メリック・ガーランド司法長官はこれまで同施設に関する見解を示さなかったが、今回初めて立場を明確にした。AP通信の取材に対し、司法省は声明で「ハーム・リダクションや公衆衛生に対する全体的なアプローチの一環として、監視体制の整った薬物投与施設を再評価している」と説明。「投与施設における適切な危険防止策について、州や地方政府と話し合いをしている」と明かした。

薬物投与施設をめぐっては、昨年11月にニューヨーク市が全米で初めて、「過剰摂取防止センター」(Overdose Prevention Centers)と呼ばれる公式の投与施設を市内2か所に開設した。同センターでは、薬物を使用できるスペースのほか、清潔な注射針などの道具、オピオイド拮抗薬、依存症を治療するためのソーシャルサービスを提供。利用者の薬物投与の状況をスタッフが監視し、過剰摂取が起きた場合直ちに対応する。

施設を運営するOnPointNYCによると、開設後、これまでに640人が利用し、過剰摂取を防いだ例は、125件に上っている。利用者の多くは、リピーターだという。

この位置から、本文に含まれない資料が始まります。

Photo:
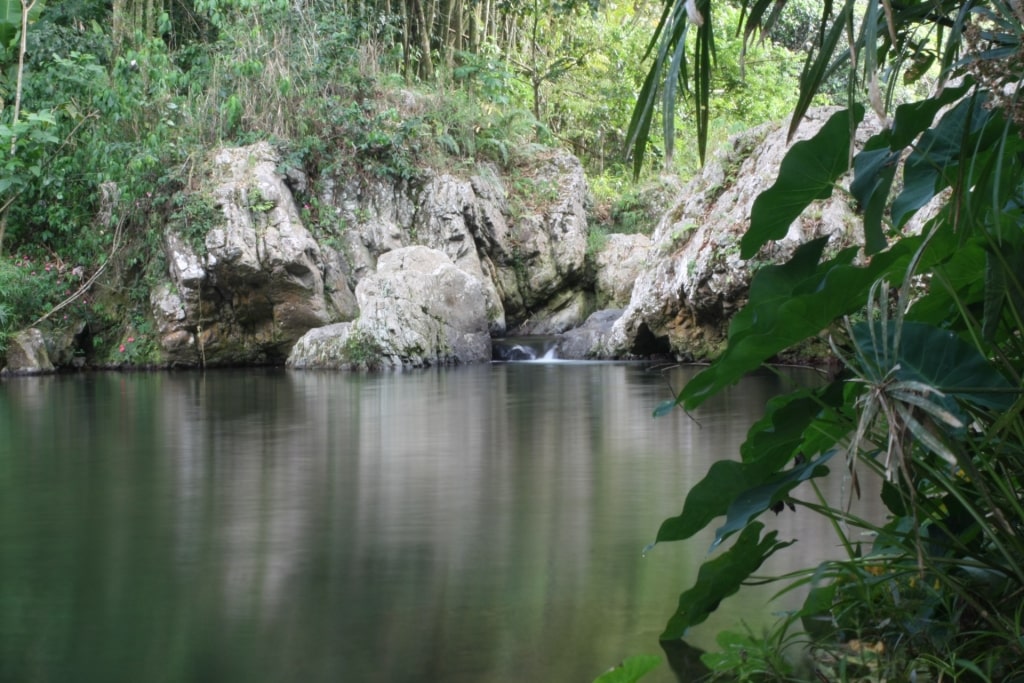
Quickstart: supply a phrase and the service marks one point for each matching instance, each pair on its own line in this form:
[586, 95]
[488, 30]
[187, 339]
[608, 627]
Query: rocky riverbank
[373, 272]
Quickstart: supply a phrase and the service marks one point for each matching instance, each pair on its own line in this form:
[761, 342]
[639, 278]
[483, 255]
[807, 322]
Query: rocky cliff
[377, 272]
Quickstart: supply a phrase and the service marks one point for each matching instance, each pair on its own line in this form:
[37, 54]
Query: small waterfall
[524, 349]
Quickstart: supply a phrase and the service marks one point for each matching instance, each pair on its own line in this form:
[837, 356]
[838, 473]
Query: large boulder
[247, 279]
[27, 353]
[418, 308]
[695, 281]
[526, 244]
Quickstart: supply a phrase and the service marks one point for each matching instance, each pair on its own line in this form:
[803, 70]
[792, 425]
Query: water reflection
[473, 524]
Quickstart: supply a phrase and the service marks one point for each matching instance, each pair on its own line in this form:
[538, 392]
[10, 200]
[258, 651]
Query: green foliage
[30, 287]
[363, 351]
[195, 214]
[929, 397]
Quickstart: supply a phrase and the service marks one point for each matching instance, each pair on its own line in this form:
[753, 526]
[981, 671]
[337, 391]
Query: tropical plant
[925, 318]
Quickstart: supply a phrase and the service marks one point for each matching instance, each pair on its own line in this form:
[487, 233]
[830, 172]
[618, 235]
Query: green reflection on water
[471, 524]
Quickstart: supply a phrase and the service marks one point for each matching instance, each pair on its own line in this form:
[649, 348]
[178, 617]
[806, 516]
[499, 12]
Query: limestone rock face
[619, 263]
[694, 280]
[417, 309]
[257, 282]
[27, 353]
[540, 255]
[527, 245]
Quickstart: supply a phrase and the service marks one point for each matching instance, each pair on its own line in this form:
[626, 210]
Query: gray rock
[417, 309]
[620, 262]
[695, 280]
[259, 285]
[27, 353]
[587, 341]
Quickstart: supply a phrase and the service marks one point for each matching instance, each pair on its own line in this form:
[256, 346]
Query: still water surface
[474, 524]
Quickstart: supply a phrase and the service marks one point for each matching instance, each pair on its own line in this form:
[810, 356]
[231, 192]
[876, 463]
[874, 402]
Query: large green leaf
[631, 670]
[790, 303]
[933, 164]
[753, 502]
[873, 174]
[722, 577]
[808, 172]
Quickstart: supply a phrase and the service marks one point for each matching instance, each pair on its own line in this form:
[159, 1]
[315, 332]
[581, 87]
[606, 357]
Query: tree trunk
[426, 65]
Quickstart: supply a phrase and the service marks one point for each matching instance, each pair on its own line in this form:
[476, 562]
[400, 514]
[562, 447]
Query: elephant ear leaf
[632, 669]
[722, 577]
[808, 172]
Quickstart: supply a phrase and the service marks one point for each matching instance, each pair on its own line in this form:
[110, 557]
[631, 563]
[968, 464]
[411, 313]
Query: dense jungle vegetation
[105, 110]
[926, 324]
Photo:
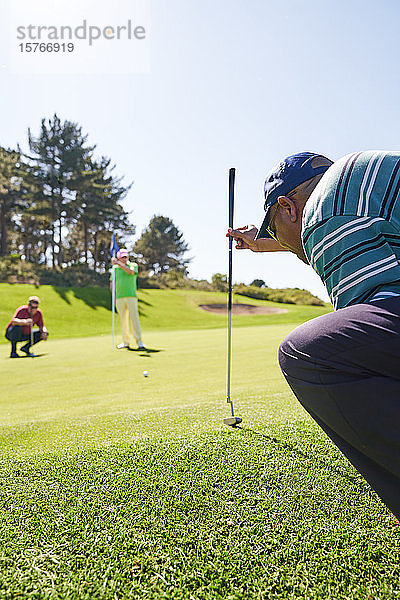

なお、施設の開設を進めたデブラシオ前ニューヨーク市長(民主党)は、センターを医療関連施設と位置付けており、フィラデルフィアの判決の根拠とされた連邦法については、「薬物の違法取引を取り締まるもので、医療施設ではない」との見解を示している。

一方、ニューヨーク選出のニコール・マリオタキス連邦下院議員(共和党)は、フィラデルフィアの控訴裁の判例を踏まえ、ガーランド司法長官はニューヨークの過剰摂取防止センターを閉鎖するべきと主張している。また今回の司法省の声明にも難色を示し「危険薬物の流通の阻止や、密売人の取り締まり、中毒患者の長期治療に取り組むことなく、民主党指導部は違法薬物の使用を助長している」と声明を出している。

米疾病対策センター(CDC)の最新のデータによると、2020年5月から2021年4月までの1年間で、薬物の過剰摂取による死者数は推計10万人を超えている。支持者らは、専門の施設を設けることで過剰摂取による死者数を減らすことができると主張している。